A trader said that Navios Maritime Holdings Inc.'s recently priced 8 1/8% notes due 2019 "were getting clocked" on Monday, seeing the Greek cargo shipping company's bonds having fallen to 95 bid, 97 offered - well down from the par level at which the $350 million offering, upsized from the originally announced $325 million, had priced "only around two weeks ago," on Jan. 13, to be precise.

He said that the bonds had eased down last week from par to around 98 ¾ bid, 99½ offered, but in Monday dealings, "they were being offered at 97, and the best bid I saw was 95."

He suggested that bondholders might be nervous over the prospect that the current political turmoil in Egypt could conceivably produce a closure of the strategic Suez Canal, which could play havoc with the company's shipping of such drybulk commodities as iron ore, coal, grain and fertilizer between Atlantic ports in the U.S. and Europe by way of the Mediterranean Sea and ports on the Persian Gulf, the Indian Ocean and Asian destinations even beyond, including India and China.

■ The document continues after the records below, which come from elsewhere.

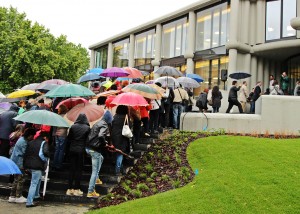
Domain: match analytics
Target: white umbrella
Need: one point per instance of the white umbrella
(188, 82)
(167, 81)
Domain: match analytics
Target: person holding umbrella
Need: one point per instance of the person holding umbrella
(233, 98)
(17, 157)
(35, 157)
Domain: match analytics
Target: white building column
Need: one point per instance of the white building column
(266, 74)
(189, 54)
(92, 59)
(131, 51)
(260, 21)
(253, 78)
(110, 55)
(157, 58)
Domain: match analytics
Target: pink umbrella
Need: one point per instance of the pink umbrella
(71, 102)
(133, 72)
(114, 72)
(130, 99)
(92, 112)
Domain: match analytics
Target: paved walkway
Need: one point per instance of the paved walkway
(44, 208)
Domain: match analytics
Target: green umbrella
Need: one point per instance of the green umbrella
(70, 90)
(42, 117)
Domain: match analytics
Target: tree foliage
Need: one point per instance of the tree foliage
(30, 53)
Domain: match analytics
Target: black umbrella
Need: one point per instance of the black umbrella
(239, 75)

He also said there might be concern that drybulk shipping rates might not be high enough to allow such companies to be profitable. Another Greece-based drybulk cargo carrier, Excel Maritime Carriers Ltd, last week postponed an expected $250 million offering of eight-year notes, citing financial market conditions and adverse shipping industry developments, including a sector peer, Korea Line Corp., being forced to file for receivership last week.

Amid a glut of big new cargo ships ordered during the shipping boom years in the middle of the 2000s decade and now plying world maritime lanes, rates for leasing such vessels have fallen steeply over the past few months, now hovering dangerously near or in some cases even below the breakeven levels the operators need to keep the ships afloat. A Deutsche Bank report last week cautioned that China would likely cut its coal consumption as that country attempts to control inflation by slowing its heretofore runaway growth, which would likely mean fewer coal shipments, hurting carriers hauling such commodities. Deutsche warned of "a weak drybulk market in the near-to-intermediate term," causing shares of some shipping companies to slide.

At another desk, a trader also quoted the new Navios bonds in a 95-97 context. "You've got guys making lower bids, the offerings are lower, but people aren't hitting them down at that level yet."

He was a little skeptical of the Suez Canal blockage or closure scenario, pointing out that just on Monday in an interview on CNBC, petroleum tanker operator TeeKay Corp.'s chief executive officer said that one of his company's ships went through the canal on Monday with "no issues."

"They were in contact with it, and so it was kind of a non-event," the trader said. "They're watching it - but nothing terrible has happened yet."

That having been said, though, he allowed that "with the turmoil that can go on in that section of the world, you can just never know what can happen tomorrow. So, maybe owning [bonds or shares of] a shipping company that goes though the Suez Canal is not something you would necessarily have as a core position at this point in time.

"There would seem to be no smooth sailing but instead, rough seas."